The employer gave me a receipt showing that they applied for a document, but they didn’t have the document itself. Is this acceptable?

If the employee provided a receipt showing that they submitted an initial application for a document, or that they applied to extend the validity of a document, this is not acceptable. For example, a receipt showing that the employee has applied for an initial employment authorization document (EAD) is not acceptable.

However, a receipt is acceptable to show that the employee applied to replace a document that was lost, stolen, or damaged. The employee must present the actual document within 90 days of being hired.

In certain circumstances and depending on other documentation provided, a receipt may also be acceptable when an individual has refugee status or is a lawful permanent resident.

The employee did not list their Social Security number in Section 1. What should I do?

The employee has the option to provide their Social Security number, but is not required to do so if the employer does not participate in the E-Verify program. The employer is not allowed to require that the employee provide their Social Security number.

Can the employer specify which of the documents listed on the Form I-9 it prefers, or must the employer accept any of the documents listed on the Form?

The employee is entitled to provide any of the documents listed in Section 2 of the Form I-9 that she chooses. The employer must defer to the employee’s choice and, as long as the documents the employee provides are acceptable, the employer cannot require different or additional documents than the employee chooses to provide. The employer also cannot refuse to accept documents provided by the employee that appear to be genuine and appear to identify the employee.

Regarding Section 1, which the employee must complete, the employer cannot require that the employee provide any documents to prove the information the employee provides in Section 1 of the Form I-9.

The employer should be careful to comply with these requirements – failure to do so could cause the employer to be liable for discrimination against the employee.

An employee’s work authorization document is currently valid, but will be expiring soon. Can I use this information when deciding whether to hire or terminate her?

No. When deciding whether to hire or terminate an employee, the employer cannot take into account the future expiration dates of a work authorization document. In other words, if the document provided is listed as an acceptable document on the Form I-9 and is valid and not expired, it cannot form a basis to hire or terminate the employee.

How long does the employer need to keep the Form I-9?

The employer needs to keep the I-9 form for each employee for the longer of either 1) three years after the date the employee was hired, or 2) one year after the employee’s employment is terminated.

For example, Belinda was hired by an employer and worked for one month before she was terminated. The employer would be required to keep her Form I-9 for three years from the date of hiring, since this date would be later than one year from her date of being hired.

In contrast, Thomas was hired by an employer and worked there for four years before his employment was terminated. The employer would need to retain his Form I-9 for one year after termination, since that date is later than three years after the date Thomas was hired.

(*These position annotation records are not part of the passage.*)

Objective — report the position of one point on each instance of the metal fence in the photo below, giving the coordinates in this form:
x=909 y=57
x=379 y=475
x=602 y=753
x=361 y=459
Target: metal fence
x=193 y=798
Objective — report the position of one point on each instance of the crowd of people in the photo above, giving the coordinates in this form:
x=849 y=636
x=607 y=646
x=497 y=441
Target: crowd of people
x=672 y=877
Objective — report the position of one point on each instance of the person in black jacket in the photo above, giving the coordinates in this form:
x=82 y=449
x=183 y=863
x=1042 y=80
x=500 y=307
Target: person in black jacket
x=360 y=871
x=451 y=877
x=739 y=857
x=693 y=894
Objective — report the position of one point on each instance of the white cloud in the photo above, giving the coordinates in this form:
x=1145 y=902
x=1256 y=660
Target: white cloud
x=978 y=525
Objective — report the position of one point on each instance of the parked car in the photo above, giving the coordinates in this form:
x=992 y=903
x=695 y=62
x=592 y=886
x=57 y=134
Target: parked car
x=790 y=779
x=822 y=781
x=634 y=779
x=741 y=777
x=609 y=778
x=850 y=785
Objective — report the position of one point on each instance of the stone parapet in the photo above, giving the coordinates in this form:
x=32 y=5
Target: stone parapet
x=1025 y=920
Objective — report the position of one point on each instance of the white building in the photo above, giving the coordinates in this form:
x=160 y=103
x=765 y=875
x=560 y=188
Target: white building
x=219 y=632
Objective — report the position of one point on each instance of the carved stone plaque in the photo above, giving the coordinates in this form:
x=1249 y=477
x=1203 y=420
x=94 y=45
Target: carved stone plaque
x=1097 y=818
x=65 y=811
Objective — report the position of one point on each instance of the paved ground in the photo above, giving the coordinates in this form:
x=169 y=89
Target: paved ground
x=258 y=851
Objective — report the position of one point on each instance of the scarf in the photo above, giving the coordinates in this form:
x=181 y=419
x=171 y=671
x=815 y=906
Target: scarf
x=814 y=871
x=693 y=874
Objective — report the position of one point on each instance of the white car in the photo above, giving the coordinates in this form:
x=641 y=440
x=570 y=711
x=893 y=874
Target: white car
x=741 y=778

I completed a Form I-9 for an employee, but now I can’t find it. What should I do?

As soon as the employer learns that they are missing an I-9 form, they should ask the employee to complete Section 1 of the Form, with supporting documentation showing their identity and eligibility to work (as required in Section 2). The employer should be sure that the form is dated on the date that the form is actually completed.

I have just learned that an employee I have been employing provided false documents. What should I do?

An employer that learns that an employee has been working without work authorization should first give the employee the opportunity to complete a new Form I-9, with documents showing their eligibility to work. If the employee is unable to do so, the employer should be aware that the government may impose penalties on the employer if the employer “knowingly” continues to employ an individual who is not authorized to work in the United States.